Writing good web content is a distinct skill. The style of web content is very different from that of traditional articles, and it is not something with which most attorneys have a lot of practice. Website copy must be written for a target audience of both clients and search engines. It must be informative and engaging. It must connect with visitors. At the same time, it must contain targeted keywords in appropriate proportions. Too many or too few can negatively affect SEO.
One of the biggest sticking points in the development of a new website is content. It is content more than any other item that holds up web development and keeps websites from launching. Content often either falls prey to a lack of time or a cycle of endless and frustrating revisions. Coming up with a pragmatic plan for content writing can help get your website up, running and working for you more quickly and efficiently.
The first step in content planning is to evaluate – realistically – whether writing pages of website prose fits into your schedule. It may be in your best interest to have hired help. Most marketing companies and copywriters will offer packages, from a few pages to help you get through the load to a complete website if that is what best fits your needs. After the workload has been distributed, you can turn your attention to the mechanics of writing good web content.
The mechanics of website content
The nature of web pages drives the structure of web content. It is good practice to:
- Break pages up into short bits of content
- Use engaging headlines to generate interest and allow for easy scanning
- Use bulleted lists to help give visitors’ eyes a rest
- Develop a message that addresses clients’ needs
People do not read websites like they read books or pamphlets.
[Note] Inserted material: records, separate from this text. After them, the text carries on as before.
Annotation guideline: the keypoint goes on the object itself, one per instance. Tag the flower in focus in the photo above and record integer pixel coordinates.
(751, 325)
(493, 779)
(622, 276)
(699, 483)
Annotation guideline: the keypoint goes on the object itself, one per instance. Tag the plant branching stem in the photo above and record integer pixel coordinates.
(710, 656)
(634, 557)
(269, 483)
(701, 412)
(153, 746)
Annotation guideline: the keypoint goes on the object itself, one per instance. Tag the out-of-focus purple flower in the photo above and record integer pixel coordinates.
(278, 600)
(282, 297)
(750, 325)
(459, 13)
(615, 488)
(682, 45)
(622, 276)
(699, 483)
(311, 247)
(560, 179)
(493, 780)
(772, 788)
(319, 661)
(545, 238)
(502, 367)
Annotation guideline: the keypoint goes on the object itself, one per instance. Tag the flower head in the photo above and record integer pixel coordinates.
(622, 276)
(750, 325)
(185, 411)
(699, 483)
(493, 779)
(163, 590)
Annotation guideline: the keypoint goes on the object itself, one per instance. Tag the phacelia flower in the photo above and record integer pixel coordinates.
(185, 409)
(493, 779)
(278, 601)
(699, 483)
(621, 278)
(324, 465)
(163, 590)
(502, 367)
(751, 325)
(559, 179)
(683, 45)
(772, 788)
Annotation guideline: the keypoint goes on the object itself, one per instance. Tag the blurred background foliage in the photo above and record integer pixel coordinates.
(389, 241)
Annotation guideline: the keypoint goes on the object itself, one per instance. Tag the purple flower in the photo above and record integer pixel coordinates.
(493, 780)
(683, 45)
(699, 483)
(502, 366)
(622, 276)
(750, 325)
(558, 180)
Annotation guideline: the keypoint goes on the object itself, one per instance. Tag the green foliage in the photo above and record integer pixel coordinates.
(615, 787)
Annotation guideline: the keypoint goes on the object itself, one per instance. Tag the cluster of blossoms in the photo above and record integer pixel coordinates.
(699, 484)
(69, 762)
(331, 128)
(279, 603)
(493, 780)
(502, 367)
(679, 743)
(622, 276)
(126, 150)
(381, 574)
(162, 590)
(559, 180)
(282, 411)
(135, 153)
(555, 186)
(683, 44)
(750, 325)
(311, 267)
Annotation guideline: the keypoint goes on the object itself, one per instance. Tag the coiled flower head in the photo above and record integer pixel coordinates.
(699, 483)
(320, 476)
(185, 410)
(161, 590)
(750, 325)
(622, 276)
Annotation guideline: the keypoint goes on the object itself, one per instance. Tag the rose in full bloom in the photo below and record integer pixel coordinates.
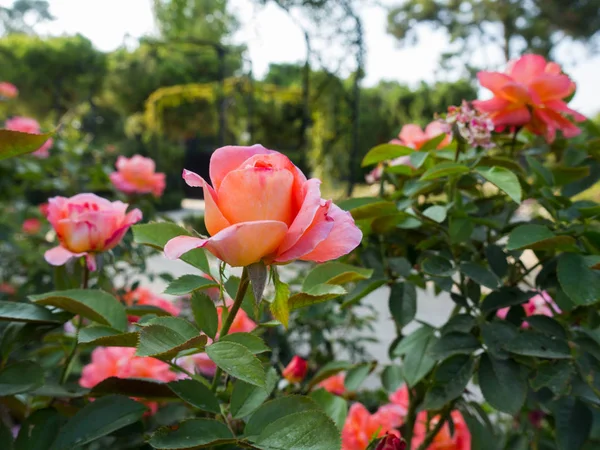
(361, 426)
(121, 362)
(541, 304)
(334, 384)
(31, 226)
(531, 94)
(85, 225)
(296, 370)
(8, 90)
(142, 296)
(31, 126)
(444, 440)
(412, 136)
(261, 207)
(391, 442)
(136, 175)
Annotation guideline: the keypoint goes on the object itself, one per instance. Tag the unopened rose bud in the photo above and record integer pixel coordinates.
(295, 370)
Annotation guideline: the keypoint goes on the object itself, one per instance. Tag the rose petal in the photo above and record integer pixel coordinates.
(58, 256)
(343, 238)
(248, 195)
(226, 159)
(238, 245)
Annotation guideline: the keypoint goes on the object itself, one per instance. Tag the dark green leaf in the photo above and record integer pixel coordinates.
(189, 283)
(502, 384)
(238, 361)
(192, 433)
(27, 312)
(403, 303)
(504, 179)
(98, 306)
(22, 376)
(577, 280)
(196, 394)
(157, 234)
(97, 419)
(15, 143)
(247, 398)
(205, 313)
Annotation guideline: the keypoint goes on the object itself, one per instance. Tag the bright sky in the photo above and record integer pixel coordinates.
(271, 36)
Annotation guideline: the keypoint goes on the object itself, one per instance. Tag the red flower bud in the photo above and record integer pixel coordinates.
(295, 370)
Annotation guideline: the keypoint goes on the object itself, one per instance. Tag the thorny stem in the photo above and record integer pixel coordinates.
(239, 298)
They scan. Pages must be broken up into smaller segments of digestible content. Visitors to your website may skip from section to section looking for relevant information, and it is likely that the pages will not be read in the order they are written.
Eye tracking studies show that people are drawn to headlines more than they are drawn to pictures or other content. This makes well-written, interesting headlines a critical part of effective web content. Headlines can be used to help define the message you want to convey to users and then draw them into your site.
Attorneys, like most professionals, have an instinct to talk about themselves. But prospects are self-motivated. Place the focus on them, not on yourself. You message should give a clear reason how you can address their concerns, it should not be a treatise on the law or an exhaustive list from your resume.
Remember, content can always be revised as needed. Once you have written or received approved copy for your website, let it go live. Making revision after revision and over thinking the process just prevents your site from getting to work for your firm faster.